A manifestação ocorreu após uma faixa com a mensagem “Fora Moraes” aparecer em um ato de campanha de Douglas Ruas (PL), apontado como principal adversário de Paes na disputa pelo Palácio Guanabara.
Paes afirmou que o ministro Alexandre de Moraes deve esclarecer as acusações apresentadas contra ele, mas contestou a transformação do caso em instrumento de mobilização política. “Ninguém no Brasil está acima da lei”, declarou. Na avaliação do candidato, a apuração deve seguir o devido processo, com preservação das instituições.
O candidato também relacionou o episódio à própria experiência com acusações durante a Lava Jato. Segundo Paes, sua campanha não deverá adotar uma estratégia de confronto institucional. As críticas a Moraes e ao STF passaram a ser usadas por opositores e grupos bolsonaristas como uma das bandeiras eleitorais.
Relatório e acusações
As críticas ao ministro ganharam força depois que um relatório da Polícia Federal foi tornado público pelo ministro André Mendonça no início da última semana. O documento registrou mensagens e contatos entre Moraes e Daniel Vorcaro, ex-controlador do Banco Master.
O relatório também apontou contratos entre o banco e o escritório da esposa de Moraes, além de encontros entre o ministro e o empresário. As informações foram exploradas por opositores e grupos bolsonaristas, que ampliaram o uso da expressão “Fora Moraes”.

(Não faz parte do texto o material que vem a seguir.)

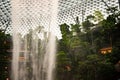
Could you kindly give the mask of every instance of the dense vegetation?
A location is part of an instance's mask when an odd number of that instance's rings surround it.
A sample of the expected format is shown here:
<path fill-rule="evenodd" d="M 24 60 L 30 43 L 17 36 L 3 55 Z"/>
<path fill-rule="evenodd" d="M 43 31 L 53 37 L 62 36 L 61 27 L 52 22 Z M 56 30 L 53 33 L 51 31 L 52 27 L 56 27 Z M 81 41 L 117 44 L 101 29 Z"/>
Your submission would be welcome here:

Durante a carreata, Paes voltou a mencionar sua relação com o presidente Luiz Inácio Lula da Silva. Ele disse que não esconde o apoio a Lula, mas afirmou que a aliança política não representa subordinação. O candidato declarou manter autonomia em relação ao governo federal e negou que sua candidatura esteja condicionada às decisões do presidente.